When Duck's not kayaking, he does landscaping. Actually, landscaping is weekday business, kayaking is Sunday church.
He's accomplished at both. Yard work has broadened his horizons, and he's acquired new skills. He now curses in fluent Spanish. Half the time, I haven't the foggiest what his problem is.
This morning, it had something to do with the shampoo. I don't know why. It's Avon. It ought to be good.
Earline has dibs on the Sandtrap and Mercer County Avon market. As they say in Cosa Nostra notions, "sewed up." Competition tried to heel in, but that hapless carpetbagger was found bludgeoned by her Avon Beauty Bag, impaled upon her stilettos, case never solved.
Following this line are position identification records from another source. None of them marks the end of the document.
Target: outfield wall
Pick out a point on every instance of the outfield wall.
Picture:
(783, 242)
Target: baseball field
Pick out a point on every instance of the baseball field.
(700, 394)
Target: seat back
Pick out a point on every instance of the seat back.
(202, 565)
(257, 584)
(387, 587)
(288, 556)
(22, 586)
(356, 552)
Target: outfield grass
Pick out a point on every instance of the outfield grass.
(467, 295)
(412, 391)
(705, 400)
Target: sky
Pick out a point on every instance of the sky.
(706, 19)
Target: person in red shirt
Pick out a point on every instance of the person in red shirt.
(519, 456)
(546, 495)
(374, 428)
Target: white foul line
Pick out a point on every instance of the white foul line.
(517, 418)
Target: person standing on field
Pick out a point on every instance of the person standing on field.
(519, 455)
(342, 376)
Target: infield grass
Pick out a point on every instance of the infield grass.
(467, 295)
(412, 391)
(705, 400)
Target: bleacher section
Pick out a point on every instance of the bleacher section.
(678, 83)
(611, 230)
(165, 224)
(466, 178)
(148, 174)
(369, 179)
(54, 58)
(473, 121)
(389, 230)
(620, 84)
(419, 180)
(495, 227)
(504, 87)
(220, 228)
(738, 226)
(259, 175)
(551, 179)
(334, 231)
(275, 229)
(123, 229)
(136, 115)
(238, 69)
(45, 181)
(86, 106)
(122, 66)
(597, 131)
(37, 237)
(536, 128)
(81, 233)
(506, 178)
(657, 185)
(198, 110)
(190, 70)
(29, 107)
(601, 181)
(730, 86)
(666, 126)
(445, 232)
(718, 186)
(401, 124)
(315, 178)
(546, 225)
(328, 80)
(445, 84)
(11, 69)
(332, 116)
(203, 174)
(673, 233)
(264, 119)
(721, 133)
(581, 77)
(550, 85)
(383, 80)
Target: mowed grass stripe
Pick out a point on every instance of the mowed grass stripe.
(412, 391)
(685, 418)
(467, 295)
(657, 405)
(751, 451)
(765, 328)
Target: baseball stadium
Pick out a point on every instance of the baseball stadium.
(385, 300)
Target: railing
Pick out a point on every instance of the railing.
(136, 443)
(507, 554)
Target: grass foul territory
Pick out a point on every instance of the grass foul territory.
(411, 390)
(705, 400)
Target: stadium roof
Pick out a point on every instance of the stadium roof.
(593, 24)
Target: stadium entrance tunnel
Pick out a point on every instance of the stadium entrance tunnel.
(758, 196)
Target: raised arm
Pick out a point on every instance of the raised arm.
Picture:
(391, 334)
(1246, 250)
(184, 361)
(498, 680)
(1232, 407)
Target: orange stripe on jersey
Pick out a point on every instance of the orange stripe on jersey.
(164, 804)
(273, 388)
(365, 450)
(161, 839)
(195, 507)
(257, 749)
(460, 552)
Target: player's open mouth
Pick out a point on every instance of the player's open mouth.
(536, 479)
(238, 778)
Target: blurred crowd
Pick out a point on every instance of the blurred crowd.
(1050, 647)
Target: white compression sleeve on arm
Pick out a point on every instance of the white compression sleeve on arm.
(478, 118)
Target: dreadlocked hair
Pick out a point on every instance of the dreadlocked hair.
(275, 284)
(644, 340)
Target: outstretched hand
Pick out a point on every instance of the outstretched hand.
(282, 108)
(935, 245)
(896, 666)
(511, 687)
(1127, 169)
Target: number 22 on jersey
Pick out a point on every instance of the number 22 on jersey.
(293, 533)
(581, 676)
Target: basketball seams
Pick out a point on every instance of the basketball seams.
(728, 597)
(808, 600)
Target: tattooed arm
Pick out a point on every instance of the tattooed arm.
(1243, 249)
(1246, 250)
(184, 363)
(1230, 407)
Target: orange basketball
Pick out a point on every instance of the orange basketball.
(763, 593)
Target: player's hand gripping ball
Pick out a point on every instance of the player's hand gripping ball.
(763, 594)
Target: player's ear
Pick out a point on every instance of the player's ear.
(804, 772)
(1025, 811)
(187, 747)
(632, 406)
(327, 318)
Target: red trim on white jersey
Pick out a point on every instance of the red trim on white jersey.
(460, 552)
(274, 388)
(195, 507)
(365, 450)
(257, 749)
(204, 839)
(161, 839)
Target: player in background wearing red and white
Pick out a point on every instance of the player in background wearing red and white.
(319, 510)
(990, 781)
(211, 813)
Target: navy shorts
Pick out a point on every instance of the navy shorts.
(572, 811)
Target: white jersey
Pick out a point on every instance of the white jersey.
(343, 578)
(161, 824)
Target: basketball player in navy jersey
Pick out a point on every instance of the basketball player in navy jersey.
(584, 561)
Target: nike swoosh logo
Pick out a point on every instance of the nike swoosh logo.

Earline, a peppy strawberry Pop Tart of a toadstool, puts the muffin in muffin top. She drops by the home place unannounced, dismounts her filly, disturbs whatever I'm doing, and hawks her latest while the horse mutilates Duck's ginger blossoms.
She doesn't consider "writer" or "house-husband" as legitimate endeavors exempt from interruption.
At the last sales meeting in Kansas City, Earline and the associates were informed men are THE untapped cosmetic and grooming market. Good luck in Mercer County.
But Earline figured she'd start with the funny boys in her own backyard.